Humor Helps Carol Burnett Cope

Burnett's story is a classic rags-to-riches tale. Her difficult childhood was marked by alcoholic parents, their divorce when she was 4 years old, her upbringing in a rundown, one-room apartment with Nanny, and the fantasy life she created for herself on the rooftop of her apartment building.

Burnett said she wrote her story because she wanted her children to understand the circumstances of her childhood. Carrie found her mother's story so moving that she wanted to take the story to the stage. So she wrote the play Hollywood Arms, currently being performed at Chicago's Goodman Theater, to tell her mom's story.
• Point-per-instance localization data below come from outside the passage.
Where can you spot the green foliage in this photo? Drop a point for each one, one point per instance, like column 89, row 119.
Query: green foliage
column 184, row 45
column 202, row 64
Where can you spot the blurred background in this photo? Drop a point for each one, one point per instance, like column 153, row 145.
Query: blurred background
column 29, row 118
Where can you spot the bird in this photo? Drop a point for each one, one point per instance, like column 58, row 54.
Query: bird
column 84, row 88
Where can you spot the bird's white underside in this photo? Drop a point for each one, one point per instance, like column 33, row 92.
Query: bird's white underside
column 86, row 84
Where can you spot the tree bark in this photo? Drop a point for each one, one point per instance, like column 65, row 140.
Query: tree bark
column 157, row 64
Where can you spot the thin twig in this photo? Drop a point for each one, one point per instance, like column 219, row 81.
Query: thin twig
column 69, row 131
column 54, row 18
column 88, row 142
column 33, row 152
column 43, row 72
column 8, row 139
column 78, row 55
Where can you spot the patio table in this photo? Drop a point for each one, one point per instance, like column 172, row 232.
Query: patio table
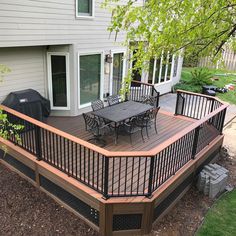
column 121, row 112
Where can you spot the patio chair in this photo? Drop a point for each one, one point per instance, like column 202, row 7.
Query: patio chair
column 149, row 118
column 151, row 100
column 114, row 99
column 131, row 128
column 95, row 127
column 97, row 105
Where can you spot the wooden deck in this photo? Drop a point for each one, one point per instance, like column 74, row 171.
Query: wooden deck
column 167, row 126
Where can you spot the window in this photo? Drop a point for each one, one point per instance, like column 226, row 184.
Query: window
column 90, row 78
column 58, row 76
column 175, row 70
column 160, row 69
column 84, row 8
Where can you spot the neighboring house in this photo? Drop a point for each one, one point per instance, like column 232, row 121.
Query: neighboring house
column 62, row 48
As bittersweet as the story is, the play also captures the humor that always loomed large in Burnett's life. Burnett admits that a lot of her childhood "sounds awful," but says: "There was a lot of humor. My mother was very witty and beautiful, and, uh, Nanny was funny as hell."

The Next Battle — Cancer

In August 2001, Carrie, a longtime smoker, was diagnosed with lung cancer. Initially, Carrie had checked in and out of Cedars-Sinai hospital in Los Angeles as she underwent chemotherapy and radiation, keeping her sense of humor even as she lost her hair. There seemed to be glimpses of hope that the cancer was receding, and that perhaps Carrie had triumphed over cancer the way she had beaten drugs and alcohol.

And Burnett decided to get married again. After 20 years of being single, she married musician Brian Miller. As Burnett was enjoying the new comfort and stability of married life, casting was getting under way for Hollywood Arms, a project Burnett and Carrie hoped would be just the start of a long-running mother-daughter collaboration.

But then came the news that changed Burnett's life. In November 2001, Carrie learned that her lung cancer had spread to her brain.

Like her mom, Carrie relied on humor to help her through her battle. "Carrie had a spirit about her, all through her treatments," Burnett says. When Carrie had a relapse and went back into the hospital, she told her mom she "missed the food."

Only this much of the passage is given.